🤖 AI Summary
While current multimodal large language models (MLLMs) achieve strong performance on standard benchmarks, their visual-language grounding capabilities—particularly in handling ambiguous references, spatial relations, and unlocalizable queries—remain poorly characterized and likely far from human-level proficiency. Method: We introduce GroundingME, the first four-dimensional fine-grained grounding benchmark, evaluating discriminative grounding, spatial relation understanding, constrained-condition grounding, and rejection of unlocalizable queries. We further propose test-time reasoning path re-ranking and rejection-aware data-mixing fine-tuning. Contribution/Results: GroundingME reveals that state-of-the-art MLLMs achieve only 45.1% average grounding accuracy and near-zero rejection capability (0%).
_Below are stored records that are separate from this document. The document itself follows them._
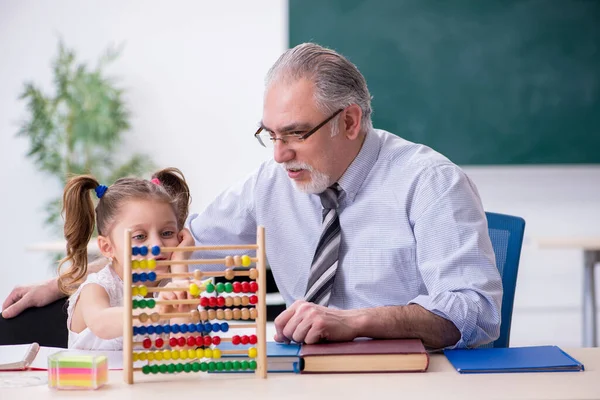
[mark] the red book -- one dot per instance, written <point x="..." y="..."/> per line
<point x="397" y="355"/>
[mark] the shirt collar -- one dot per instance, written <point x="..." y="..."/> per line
<point x="361" y="166"/>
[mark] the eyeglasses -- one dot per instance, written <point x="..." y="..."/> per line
<point x="266" y="139"/>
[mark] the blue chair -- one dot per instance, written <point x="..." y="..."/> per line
<point x="506" y="233"/>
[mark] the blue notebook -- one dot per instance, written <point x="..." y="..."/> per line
<point x="512" y="359"/>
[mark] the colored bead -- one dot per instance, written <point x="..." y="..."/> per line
<point x="151" y="264"/>
<point x="246" y="261"/>
<point x="253" y="273"/>
<point x="194" y="289"/>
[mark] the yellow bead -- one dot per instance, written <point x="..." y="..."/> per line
<point x="246" y="261"/>
<point x="252" y="352"/>
<point x="194" y="289"/>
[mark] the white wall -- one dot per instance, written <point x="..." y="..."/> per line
<point x="194" y="73"/>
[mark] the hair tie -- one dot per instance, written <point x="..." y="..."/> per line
<point x="100" y="190"/>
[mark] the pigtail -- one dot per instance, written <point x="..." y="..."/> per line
<point x="176" y="186"/>
<point x="79" y="215"/>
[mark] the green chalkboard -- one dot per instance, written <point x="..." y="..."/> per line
<point x="482" y="81"/>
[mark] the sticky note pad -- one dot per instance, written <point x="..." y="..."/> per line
<point x="68" y="370"/>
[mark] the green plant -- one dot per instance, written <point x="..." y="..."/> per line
<point x="79" y="128"/>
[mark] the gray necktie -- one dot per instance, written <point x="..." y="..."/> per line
<point x="325" y="261"/>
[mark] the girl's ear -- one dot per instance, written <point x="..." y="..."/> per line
<point x="105" y="246"/>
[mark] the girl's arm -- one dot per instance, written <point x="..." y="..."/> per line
<point x="93" y="311"/>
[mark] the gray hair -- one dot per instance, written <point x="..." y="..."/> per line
<point x="338" y="83"/>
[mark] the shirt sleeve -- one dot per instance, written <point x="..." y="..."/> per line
<point x="455" y="255"/>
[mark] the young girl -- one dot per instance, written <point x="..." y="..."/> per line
<point x="154" y="210"/>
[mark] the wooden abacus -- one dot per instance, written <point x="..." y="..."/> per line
<point x="152" y="351"/>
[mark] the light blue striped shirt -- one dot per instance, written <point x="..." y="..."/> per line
<point x="413" y="231"/>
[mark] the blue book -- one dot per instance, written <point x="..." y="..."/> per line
<point x="512" y="359"/>
<point x="281" y="357"/>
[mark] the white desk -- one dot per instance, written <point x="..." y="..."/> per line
<point x="591" y="256"/>
<point x="441" y="381"/>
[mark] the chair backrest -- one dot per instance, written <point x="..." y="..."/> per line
<point x="506" y="233"/>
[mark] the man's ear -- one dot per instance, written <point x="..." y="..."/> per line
<point x="105" y="247"/>
<point x="352" y="121"/>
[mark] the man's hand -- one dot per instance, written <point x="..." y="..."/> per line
<point x="24" y="297"/>
<point x="309" y="323"/>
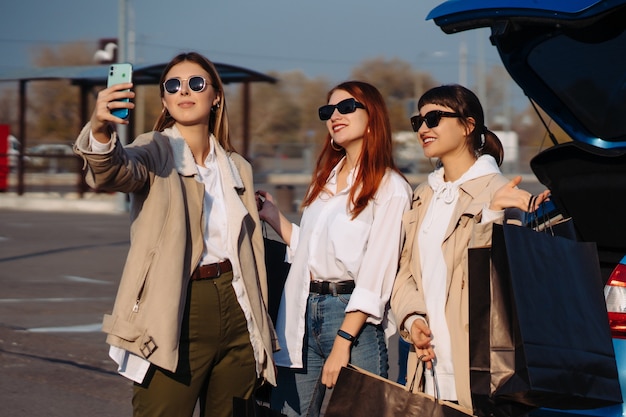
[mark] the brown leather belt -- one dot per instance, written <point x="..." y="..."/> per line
<point x="334" y="288"/>
<point x="211" y="271"/>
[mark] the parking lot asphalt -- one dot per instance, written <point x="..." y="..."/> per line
<point x="58" y="276"/>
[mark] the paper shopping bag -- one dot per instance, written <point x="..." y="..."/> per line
<point x="359" y="393"/>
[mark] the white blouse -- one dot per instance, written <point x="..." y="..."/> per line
<point x="330" y="246"/>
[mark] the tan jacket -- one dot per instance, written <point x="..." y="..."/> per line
<point x="463" y="232"/>
<point x="166" y="243"/>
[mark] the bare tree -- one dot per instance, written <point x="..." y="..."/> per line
<point x="398" y="83"/>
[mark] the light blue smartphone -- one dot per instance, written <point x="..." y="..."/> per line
<point x="118" y="74"/>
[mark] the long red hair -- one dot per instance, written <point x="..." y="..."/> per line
<point x="376" y="155"/>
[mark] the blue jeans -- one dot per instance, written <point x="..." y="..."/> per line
<point x="300" y="391"/>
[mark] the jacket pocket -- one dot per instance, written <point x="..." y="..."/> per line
<point x="139" y="342"/>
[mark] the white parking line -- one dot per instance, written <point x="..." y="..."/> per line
<point x="82" y="328"/>
<point x="86" y="280"/>
<point x="52" y="300"/>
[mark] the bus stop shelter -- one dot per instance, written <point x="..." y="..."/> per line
<point x="89" y="77"/>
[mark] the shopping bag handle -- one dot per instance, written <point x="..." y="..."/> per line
<point x="433" y="373"/>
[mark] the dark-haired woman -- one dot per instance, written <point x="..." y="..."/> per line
<point x="452" y="211"/>
<point x="189" y="322"/>
<point x="344" y="254"/>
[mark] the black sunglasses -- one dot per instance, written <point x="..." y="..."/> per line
<point x="432" y="119"/>
<point x="195" y="83"/>
<point x="346" y="106"/>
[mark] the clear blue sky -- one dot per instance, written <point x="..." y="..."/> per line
<point x="321" y="38"/>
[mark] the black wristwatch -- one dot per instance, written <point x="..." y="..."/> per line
<point x="346" y="335"/>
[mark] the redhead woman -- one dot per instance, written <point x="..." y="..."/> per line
<point x="344" y="253"/>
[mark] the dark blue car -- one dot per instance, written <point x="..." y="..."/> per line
<point x="569" y="58"/>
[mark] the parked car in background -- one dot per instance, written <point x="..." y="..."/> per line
<point x="51" y="158"/>
<point x="569" y="58"/>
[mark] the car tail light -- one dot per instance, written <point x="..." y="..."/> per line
<point x="615" y="296"/>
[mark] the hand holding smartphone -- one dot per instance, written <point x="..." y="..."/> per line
<point x="118" y="74"/>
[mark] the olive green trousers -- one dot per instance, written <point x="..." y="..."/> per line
<point x="216" y="360"/>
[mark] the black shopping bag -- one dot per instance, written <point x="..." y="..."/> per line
<point x="277" y="271"/>
<point x="539" y="334"/>
<point x="359" y="393"/>
<point x="252" y="407"/>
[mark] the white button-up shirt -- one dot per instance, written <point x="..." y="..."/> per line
<point x="331" y="246"/>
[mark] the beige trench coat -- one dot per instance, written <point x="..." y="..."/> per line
<point x="464" y="231"/>
<point x="166" y="244"/>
Our methods improve complex grounding performance by 2.9% and achieve 27.9% rejection accuracy. The benchmark is constructed via automated generation followed by rigorous human verification, ensuring reproducibility and high evaluation fidelity.
📝 Abstract
Visual grounding, localizing objects from natural language descriptions, represents a critical bridge between language and vision understanding. While multimodal large language models (MLLMs) achieve impressive scores on existing benchmarks, a fundamental question remains: can MLLMs truly ground language in vision with human-like sophistication, or are they merely pattern-matching on simplified datasets? Current benchmarks fail to capture real-world complexity where humans effortlessly navigate ambiguous references and recognize when grounding is impossible. To rigorously assess MLLMs' true capabilities, we introduce GroundingME, a benchmark that systematically challenges models across four critical dimensions: (1) Discriminative, distinguishing highly similar objects, (2) Spatial, understanding complex relational descriptions, (3) Limited, handling occlusions or tiny objects, and (4) Rejection, recognizing ungroundable queries. Through careful curation combining automated generation with human verification, we create 1,005 challenging examples mirroring real-world complexity. Evaluating 25 state-of-the-art MLLMs reveals a profound capability gap: the best model achieves only 45.1% accuracy, while most score 0% on rejection tasks, reflexively hallucinating objects rather than acknowledging their absence, raising critical safety concerns for deployment. We explore two strategies for improvements: (1) test-time scaling selects optimal response by thinking trajectory to improve complex grounding by up to 2.9%, and (2) data-mixture training teaches models to recognize ungroundable queries, boosting rejection accuracy from 0% to 27.9%. GroundingME thus serves as both a diagnostic tool revealing current limitations in MLLMs and a roadmap toward human-level visual grounding.